Avishai Cohen dévoile « Two Roses »

Fusion entre jazz et monde symphonique

Sur « Two Roses », le contrebassiste Avishai Cohen livre un nouvel album. Entouré de son trio jazz et de l’Orchestre Symphonique de Göteborg dirigé par Alexander Hanson, le musicien fusionne jazz et musique symphonique. La puissance orchestrale enrichit la palette de couleurs de ses compositions. Tel un citoyen du monde, le leader réalise avec ce disque le projet d’une vie et célèbre celle qu’il envisage comme sa véritable patrie, la Musique.

visuel de l'album Two Roses du contrebassiste Avishai CohenAprès « Arvoles » sorti en 2019, le compositeur et contrebassiste Avishai Cohen dévoile son nouveau projet, « Two Roses ». Accompagné par l’Orchestre Symphonique de Göteborg dirigé par Alexander Hanson et à la tête de son trio jazz composé du batteur new-yorkais Mark Guiliana et du pianiste azrbaïdjanais Elchin Shirinov, le leader pose sa voix au timbre si reconnaissable sur quelques titres.

Sorti 16 avril 2021, l’album « Two Roses » (Naive/Believe) allie la dynamique du jazz où l’improvisation tient une grande part et l’expression symphonique qui restitue l’écriture de ses partitions.

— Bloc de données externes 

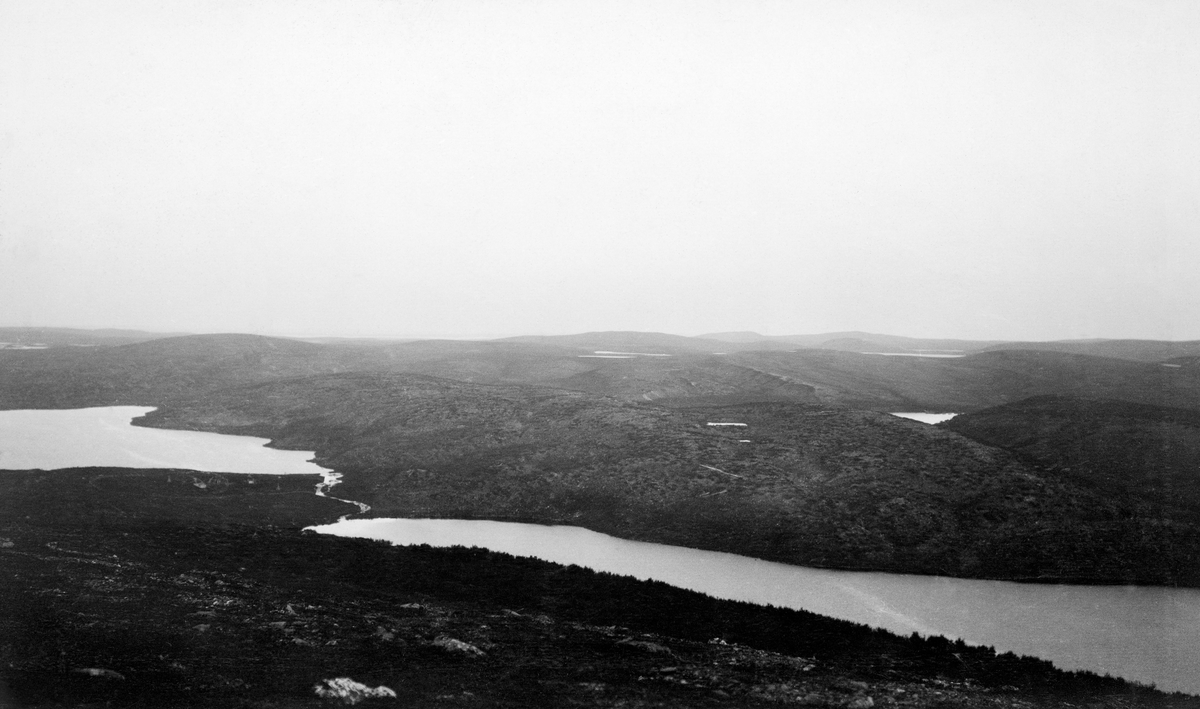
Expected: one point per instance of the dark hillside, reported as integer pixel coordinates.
(814, 485)
(975, 382)
(109, 599)
(859, 342)
(643, 342)
(1144, 350)
(1122, 449)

Avishai Cohen décrit son album symphonique comme le « projet d’une vie ». Pour lui, « Jouer et chanter sa musique avec un orchestre symphonique, c’est une chose à part, c’est une expérience aussi forte que particulière ». Projet ambitieux et abouti, « Two Roses » restitue en effet un bel équilibre entre la puissance de l’orchestre symphonique, la dynamique du jazz et la voix du leader.

Avishai Cohen

L’histoire d’Avishai Cohen peut se résumer en quelques lignes… il immigre de son Israël natif à New York à l’âge de vingt-deux ans et intègre le trio de Chick Corea avec lequel il enregistre. Dans les années 90 et 19 albums plus tard, le contrebassiste Avishai Cohen est mondialement connu pour ses propres compositions dans lesquelles se croisent les influences du jazz, celles issues de son héritage séfarade, ashkénaze ou yéménite.

Dans le milieu du jazz, nombre de musiciens aspirent à faire un disque avec un orchestre symphonique mais peu d’entre eux transforment le projet en réalité et par ailleurs, parmi ceux-là, tous ne réalisent pas un album abouti. Par sa capacité à composer des mélodies enracinées dans la mémoire collective, à présenter ses compositions sur les scènes internationales face à des publics enthousiastes, Avishai Cohen dispose de tous les atouts pour réussir ce projet ambitieux.

En 2013, sur son album « Almah », avec le pianiste Nitay Hershkovits et le batteur Ofri Nehemya, Avishai Cohen s’est exprimé avec un quartet de cordes et un hautbois. En 2016, le contrebassiste joue avec un orchestre symphonique lors de son concert « An Evening with Avishai Cohen » à la Philharmonie de Paris. Le musicien poursuit sa démarche et, avec son trio jazz composé de Mark Guiliana (batterie) et Elchin Shirinov (piano) et accompagné par l’Orchestre Symphonique de Göteborg dirigé par Alexander Hanson, il enregistre son nouvel opus, « Two Roses » qui porte le nom d’un morceau déjà gravé sur « Seven Seas » (2011). Le musicien qualifie son nouveau projet comme l’aboutissement de son cheminement.

« … Quand on écoute ce disque, on a la sensation d’être plongé dans un voyage, d’entrer dans mon monde, d’une manière plus profonde et plus dense » souligne Avishai Cohen.

« Two Roses »

Parmi les douze plages de l’album « Two Roses » (Naive/Believe) figurent un air populaire de son pays natal qui sous le nom de Two Roses donne son nom à l’album, deux standards de jazz, trois traditionnels et six compositions du leader dont une nouvelle chanson intitulée When I’m falling. L’ensemble des titres sont arrangés par Avishai Cohen auxquels se sont associés Jonathan Keren et Robert Sadin et le leader pose voix sur la moitié du répertoire.

Un air populaire

Comme en offrande, Avishai Cohen grave la composition Shnei Shoshanim de Mordechai Ze’ira qu’il intitule Two Roses sur laquelle sa voix pose avec force son contre-chant au-dessus de la musique du trio et des envolées des cordes.

Deux standards de jazz

Avishai Cohen s’approprie deux standards de jazz par le biais d’arrangements très personnels dont témoignent les superbes versions de Nature Boy et A Child is Born.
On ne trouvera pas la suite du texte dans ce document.